More to the point, it’s is precisely backwards for what you want if your goal is (as I think it should be) to prevent frailty.

  • Wrong: Remove tripping hazards. Right: Use pillows, empty boxes, rocks, sticks, 2x4s, and whatever else you have handy to make a little obstacle course on which you can practice navigating tripping hazards.
  • Wrong: Wear supportive shoes. Right: Wear the least supportive shoes you can handle and do foot exercises to gradually strengthen your feet.
  • Wrong: Be careful on slippery surfaces. Right: Pay attention to the surfaces you’re walking on and exercise due care on all of them.
  • Wrong: Always use your assistive devices. Right: Work with a physical therapist if necessary, and then do exercises to make yourself strong enough to obviate the need for an assistive device.

This is perhaps not as harmful as the infantalization of children and youth, which works extra harm because adults have more power to impose their conditions on children, whereas seniors mostly have enough autonomy to ignore inappropriate advice. But it hurts seniors in exactly the same way it hurts children, reducing their ability to become or remain robust actors in the wide world.

Now, I don’t want to fall into reverse-blaming the victim. If you are frail, then taking steps to reduce the risk of injury just makes good sense. My go-to activities to prevent frailty might well put an already frail person at serious risk.

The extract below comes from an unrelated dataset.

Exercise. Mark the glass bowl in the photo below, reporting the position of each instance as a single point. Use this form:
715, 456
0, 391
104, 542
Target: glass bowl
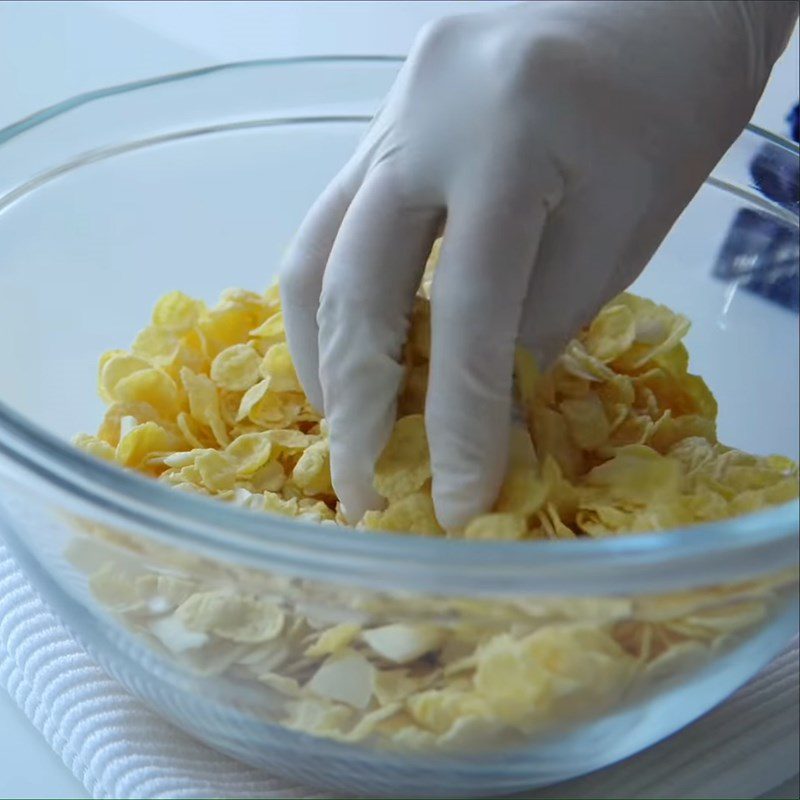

I use the weir across the little creek behind Winfield Village for balance practice, when it’s dry and clear of debris.

I try to resist the urge to suggest to seniors that they should do hazardous activities in the name of preventing frailty. But the advice I see from professionals (and random strangers) goes too far in the other direction. Following it is going to doom already frail people to becoming steadily more frail.